Wednesday, February 9, 2011


My memories are always defined by either what I was wearing when the event happened or by what house I was living in. We play that game all the time. “When we lived on 5th St – do you remember when….” Or “Which house were we in when such and such happened?”

One of my favorite things is/are houses. I know it’s a weird thing, but I love them. It could have to do with my having lived in a total of 13 different ones and having spent long periods of time in at least six others.

Every once in awhile one of the homes pops in my head for no reason at all. Then I remember.

I feel like each house has a spirit and that makes it a home. Most of the houses we moved into were not the home they became by the time we left. I miss them all as though they were a dear friend. I know that is so strange to hear, but some people do this with cars, I happen to do this with houses.

Today I remembered Lincolnwood. (yes, I have names for them- usually the street they were on, but sometimes something else gives them their name)

This house was not one of mine or one that I ever lived in. I visited it about two times per year as a child until I was in my teens. It belonged to my grandparents. This house had such an effect on me. I swear it is the house that is responsible for my love of vintage design, clean lines, modern for its time and class. It was a classy house. I’m not the only one it affected either. I hear other people talk about it with as much love as I have had for it.

Yes, the things in a house help to make it a home and this is the case here too – that’s my all inclusive. I know if I were to go to this house right now, it would not be the same at all. It was sold a long time ago and not too long ago we went to look for it and I couldn’t even find it, the street had changed so much.

This is a 1940’s brick two story in the suburbs of Chicago, but it was so much more than just that -

Lincolnwood was:

A mail slot in the front hall closet that you had to move fur coats to get to. This made the closet always cold in the winter. The resident Schnauzer and I loved to hear the mail hit the stone tile.

A piano in a room surrounded by hand painted art, expensive statues, Moreno glass, and low, firm couches with matching drapes. The piano bench was a light blue needle point.

A kitchen where the refrigerator and dishwasher were part of the cabinets and you couldn’t tell where they were. The freezer always held cartons of Hagen Daz chocolate chocolate chip.
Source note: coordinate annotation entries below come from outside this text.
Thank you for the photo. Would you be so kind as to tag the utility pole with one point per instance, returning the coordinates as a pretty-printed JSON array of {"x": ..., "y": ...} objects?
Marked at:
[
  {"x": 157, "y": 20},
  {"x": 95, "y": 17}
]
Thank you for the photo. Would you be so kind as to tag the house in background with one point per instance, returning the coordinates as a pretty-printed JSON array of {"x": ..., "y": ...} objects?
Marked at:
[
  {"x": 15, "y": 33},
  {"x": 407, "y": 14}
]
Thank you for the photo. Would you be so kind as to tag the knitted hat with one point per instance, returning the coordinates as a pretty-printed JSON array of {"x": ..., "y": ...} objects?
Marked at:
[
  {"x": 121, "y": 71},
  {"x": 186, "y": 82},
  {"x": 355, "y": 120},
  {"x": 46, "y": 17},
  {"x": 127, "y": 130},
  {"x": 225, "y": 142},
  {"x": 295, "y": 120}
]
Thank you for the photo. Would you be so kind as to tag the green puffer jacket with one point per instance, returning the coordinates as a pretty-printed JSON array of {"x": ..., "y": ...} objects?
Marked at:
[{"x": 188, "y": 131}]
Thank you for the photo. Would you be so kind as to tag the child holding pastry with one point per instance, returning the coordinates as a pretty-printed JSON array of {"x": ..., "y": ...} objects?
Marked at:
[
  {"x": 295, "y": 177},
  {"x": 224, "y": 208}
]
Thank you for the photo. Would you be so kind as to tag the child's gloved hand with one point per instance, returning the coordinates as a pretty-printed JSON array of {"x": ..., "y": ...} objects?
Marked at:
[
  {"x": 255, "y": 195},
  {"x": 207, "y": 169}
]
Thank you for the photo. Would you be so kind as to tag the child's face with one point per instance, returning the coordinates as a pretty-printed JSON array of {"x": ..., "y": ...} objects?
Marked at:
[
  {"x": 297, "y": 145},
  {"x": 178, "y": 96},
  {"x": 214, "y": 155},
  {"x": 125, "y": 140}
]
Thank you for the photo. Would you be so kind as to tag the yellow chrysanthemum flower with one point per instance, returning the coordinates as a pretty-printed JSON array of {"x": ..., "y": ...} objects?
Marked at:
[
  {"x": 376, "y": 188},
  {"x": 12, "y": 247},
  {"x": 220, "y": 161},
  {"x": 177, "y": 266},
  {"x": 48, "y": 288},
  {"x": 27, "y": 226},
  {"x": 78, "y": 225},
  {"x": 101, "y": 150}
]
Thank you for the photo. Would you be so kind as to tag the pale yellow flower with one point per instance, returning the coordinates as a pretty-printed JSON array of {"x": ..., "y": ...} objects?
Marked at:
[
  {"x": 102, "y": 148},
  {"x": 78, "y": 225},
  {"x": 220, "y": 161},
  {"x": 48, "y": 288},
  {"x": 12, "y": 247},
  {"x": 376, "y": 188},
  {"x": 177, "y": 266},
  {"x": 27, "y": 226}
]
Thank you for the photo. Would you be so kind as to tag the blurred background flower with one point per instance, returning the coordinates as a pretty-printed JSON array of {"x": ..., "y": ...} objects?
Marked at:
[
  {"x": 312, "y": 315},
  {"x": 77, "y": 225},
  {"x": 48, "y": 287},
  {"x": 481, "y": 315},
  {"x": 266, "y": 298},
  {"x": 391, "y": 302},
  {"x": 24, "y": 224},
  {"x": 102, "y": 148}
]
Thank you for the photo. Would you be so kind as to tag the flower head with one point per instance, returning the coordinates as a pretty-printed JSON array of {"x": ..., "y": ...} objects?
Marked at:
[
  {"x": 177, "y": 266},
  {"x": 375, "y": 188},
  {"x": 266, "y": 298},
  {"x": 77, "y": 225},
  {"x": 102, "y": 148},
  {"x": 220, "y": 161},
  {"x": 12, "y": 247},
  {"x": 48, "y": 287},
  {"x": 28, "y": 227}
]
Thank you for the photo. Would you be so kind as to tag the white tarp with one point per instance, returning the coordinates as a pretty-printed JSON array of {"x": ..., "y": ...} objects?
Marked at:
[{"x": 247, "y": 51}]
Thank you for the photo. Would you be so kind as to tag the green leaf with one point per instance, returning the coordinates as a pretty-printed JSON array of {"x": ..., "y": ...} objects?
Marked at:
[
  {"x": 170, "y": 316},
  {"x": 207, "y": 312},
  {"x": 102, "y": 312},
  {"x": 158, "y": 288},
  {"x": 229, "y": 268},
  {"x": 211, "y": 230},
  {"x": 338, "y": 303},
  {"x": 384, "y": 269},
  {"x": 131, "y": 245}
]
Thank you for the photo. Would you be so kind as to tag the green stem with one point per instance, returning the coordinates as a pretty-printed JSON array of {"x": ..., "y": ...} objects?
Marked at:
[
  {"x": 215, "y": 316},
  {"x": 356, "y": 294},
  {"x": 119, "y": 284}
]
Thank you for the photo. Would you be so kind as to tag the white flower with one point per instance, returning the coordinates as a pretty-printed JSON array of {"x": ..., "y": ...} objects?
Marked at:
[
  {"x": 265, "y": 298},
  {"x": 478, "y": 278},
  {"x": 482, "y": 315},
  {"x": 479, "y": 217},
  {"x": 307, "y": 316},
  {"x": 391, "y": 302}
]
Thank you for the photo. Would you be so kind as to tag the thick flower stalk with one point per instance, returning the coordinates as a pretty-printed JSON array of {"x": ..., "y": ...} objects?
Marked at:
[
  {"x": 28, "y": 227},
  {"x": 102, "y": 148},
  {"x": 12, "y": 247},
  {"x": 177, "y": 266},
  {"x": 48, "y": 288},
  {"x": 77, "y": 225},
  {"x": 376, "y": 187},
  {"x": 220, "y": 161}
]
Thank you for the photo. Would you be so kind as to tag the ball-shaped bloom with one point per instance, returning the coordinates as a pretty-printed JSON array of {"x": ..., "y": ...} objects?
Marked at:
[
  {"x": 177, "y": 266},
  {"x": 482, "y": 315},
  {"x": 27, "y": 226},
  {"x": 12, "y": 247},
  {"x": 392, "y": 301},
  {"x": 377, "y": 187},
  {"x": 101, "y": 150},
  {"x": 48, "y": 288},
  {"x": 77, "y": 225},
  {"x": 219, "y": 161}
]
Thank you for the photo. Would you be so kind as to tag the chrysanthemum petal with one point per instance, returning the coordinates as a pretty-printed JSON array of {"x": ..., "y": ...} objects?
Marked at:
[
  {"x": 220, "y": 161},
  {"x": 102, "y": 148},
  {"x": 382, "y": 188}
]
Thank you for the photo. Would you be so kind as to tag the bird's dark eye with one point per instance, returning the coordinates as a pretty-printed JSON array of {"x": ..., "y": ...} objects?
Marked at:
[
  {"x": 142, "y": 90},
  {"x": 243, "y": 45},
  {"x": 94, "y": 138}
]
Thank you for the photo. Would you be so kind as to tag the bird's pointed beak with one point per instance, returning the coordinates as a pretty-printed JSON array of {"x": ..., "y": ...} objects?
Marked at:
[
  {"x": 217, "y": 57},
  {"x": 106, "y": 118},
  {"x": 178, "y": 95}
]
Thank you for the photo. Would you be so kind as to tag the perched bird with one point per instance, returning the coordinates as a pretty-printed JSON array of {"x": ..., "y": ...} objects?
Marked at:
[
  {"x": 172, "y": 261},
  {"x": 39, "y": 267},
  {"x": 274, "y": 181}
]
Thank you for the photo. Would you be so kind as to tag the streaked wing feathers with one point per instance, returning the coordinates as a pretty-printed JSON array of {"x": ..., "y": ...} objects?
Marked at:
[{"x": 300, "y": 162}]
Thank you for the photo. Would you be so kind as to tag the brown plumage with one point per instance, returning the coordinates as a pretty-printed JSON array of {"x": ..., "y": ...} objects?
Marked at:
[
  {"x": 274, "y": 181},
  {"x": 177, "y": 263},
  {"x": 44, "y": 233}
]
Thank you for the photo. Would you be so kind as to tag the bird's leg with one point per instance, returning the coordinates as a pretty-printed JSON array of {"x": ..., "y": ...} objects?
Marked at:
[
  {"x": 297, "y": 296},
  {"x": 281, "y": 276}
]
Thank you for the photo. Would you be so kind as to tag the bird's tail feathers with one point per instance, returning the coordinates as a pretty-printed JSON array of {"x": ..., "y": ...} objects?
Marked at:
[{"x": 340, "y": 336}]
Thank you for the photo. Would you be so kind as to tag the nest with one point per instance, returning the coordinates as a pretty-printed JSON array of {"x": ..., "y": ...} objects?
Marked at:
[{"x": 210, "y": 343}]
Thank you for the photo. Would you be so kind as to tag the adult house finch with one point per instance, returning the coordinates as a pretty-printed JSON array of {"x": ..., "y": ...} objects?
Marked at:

A vibrating fur covered pillow on the couch, and lots of hand-held games in the den.

A walk-out basement with a REAL bar (working sink and fridge). Frothy looking drinks made from wax. A giant Marlin hanging on the wall. A pool table often covered in hundreds of different fabric samples. My great Granny in the basement (full) kitchen making streudel. A closet inside a closet inside another closet where all kinds of treasures were hidden.

A towel warming rack in the upstairs bathroom. Pedestal sinks and giant laundry chutes on every level.

A bedroom that led into another bedroom that was made all of wood with built in dresser drawers and cabinets. Vintage Barbies with fur coats, purses and glasses hidden inside one of the doors.

A giant tree in the backyard with a wrap-around bench.

A secret entry from the side yard into the breakfast room where a vintage highchair was kept.

Every morning complete silence from the occupants until after twelve giving me hours upon hours to explore…….

Someday I’ll tell you about the Centennial House where Murder was in the basement and a real Circus was erected across the street……


Oilfield Trash said...

Great post.

That is something that I have thought about multiple times before about places I lived.

jlink said...

I had tears in my eyes just thinking about this house. I can remember such details about it, too. The box of costume jewelry, sleeping on Grandma and Grandpa's bed if Granny was snoring too loud when I went to bed, Gretchen, Pepperidge Farm cookies and windmill cookies, always deli ham and cheese (when we were eating pimento loaf), Aunt Joan's 8-track player in the basement, trying to picture my dad actually living there, and allllll sorts of other wonderful memories. Last, but not least, playing "Button Store" with you in the basement with Granny's buttons. I love every time we are able to get together! Love you!


Kelley said...

I love this post. I like old houses. Really, really, really like them. I loved the descriptions you shared of the house that you have so many memories of... I liked taking a walk down memory lane with you!

The Reckmonster said...

You are lucky to have such nice memories of your grandparents house. My memory of my grandma's house is filled with laughs, chuckles and guffaws: egg-carton lampshades, half a barbie doll with a crocheted dress on as a toilet paper cover, a taxidermied statue of a king cobra and a mongoose in a fight in the back room (aka "junk room), and the strong stench of layered years of cigarette smoke (she was a chain smoker). Once a year trip to grandma's was too much. I wish I had a fond memory like yours! Treasure that!!

Kate said...

This is such a neat post. I felt like I could almost see the house, but even more I got a sense of how it felt to be a little girl visiting. This would've been a great weekend spotlight post. I just love it. :)

Cheeseboy said...

I love the idea of writing about houses from your youth. This was so well written and I can picture everything perfectly. Except the towel warming rack. Not sure what that is.

I lived in one house until I was 18 and a senior in HS. When my parents moved us, I sat in my empty room and cried. An 18-year-old crying. I loved that house.